La deprecabile mancanza di assertività dietro questo imminente scambio di prigionieri non riguarda solo il Belgio o l’Unione Europea. Si riflette anche nel fatto che le Nazioni Unite hanno lasciato aperto l’invito a Raisi a partecipare alla 77a sessione dell’Assemblea Generale a settembre, mentre gli Stati Uniti non hanno fatto alcuna mossa per impedire a Raisi di recarsi a New York. Questo è inaccettabile due livelli, in quanto dà l’impressione di una pericolosa sottostima delle crescenti minacce terroristiche provenienti dal regime di Teheran e allo stesso tempo chiude gli occhi di fronte al coinvolgimento di Raisi in molteplici e gravi crimini contro l’umanità.

 

Una delle conseguenze tangibili di un tale approccio al regime è dimostrata dal fatto che i responsabili del massacro del 1988 non sono ancora stati processati.
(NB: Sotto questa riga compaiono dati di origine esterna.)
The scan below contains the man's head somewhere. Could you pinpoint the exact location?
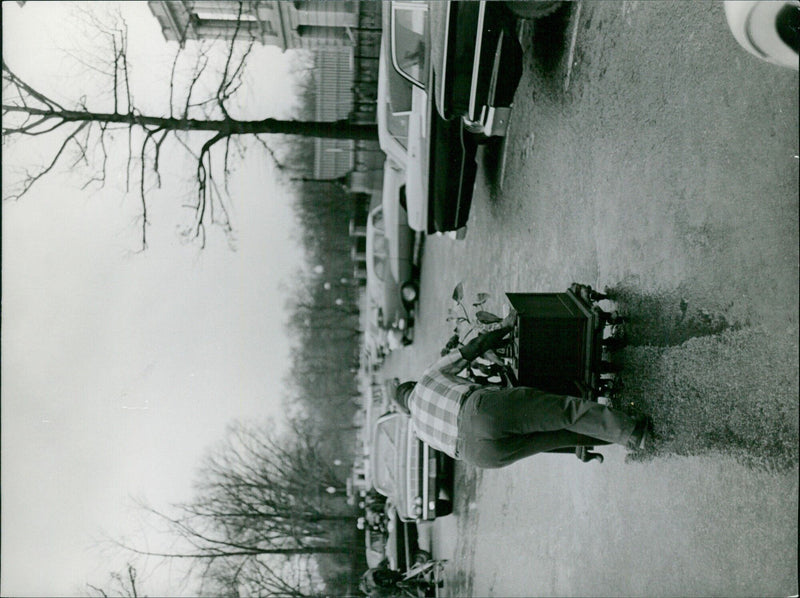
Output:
[394,380,417,413]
Tuttavia, negli ultimi anni sono stati fatti dei progressi in questa direzione. Nel 2019, un ex funzionario carcerario iraniano di nome Hamid Noury è stato arrestato appena arrivato in Svezia per una visita. È stato incriminato per crimini di guerra per aver partecipato al massacro del 1988 alla fine della guerra Iran-Iraq, durata otto anni. Noury è stato condannato all’ergastolo lo scorso luglio.

 

Il mese successivo, i sopravvissuti al massacro del 1988 e i parenti delle vittime hanno avviato una causa contro Ebrahim Raisi presso il tribunale federale degli Stati Uniti. La richiesta è stata accettata dal Distretto meridionale di New York e, sebbene sia ancora da stabilire se vi sarà un processo, rappresenta già un importante e raro riconoscimento della criminale storia di Raisi.

 

Il governo degli Stati Uniti non dovrebbe trascurare il “background” di Raisi nel concedergli il visto per recarsi a New York in occasione dell’Assemblea Generale delle Nazioni Unite. Questo e il rilascio di Assadi rischiano di inviare a Teheran un segnale opposto alla condanna di Noury e alla citazione di Raisi come imputato in un’importante causa civile.

 

Entrambi i gesti rafforzerebbero ulteriormente quel senso di impunità predominante nel regime di Teheran, in un momento in cui la presidenza di Raisi lo rende ancora più pericoloso per il mondo.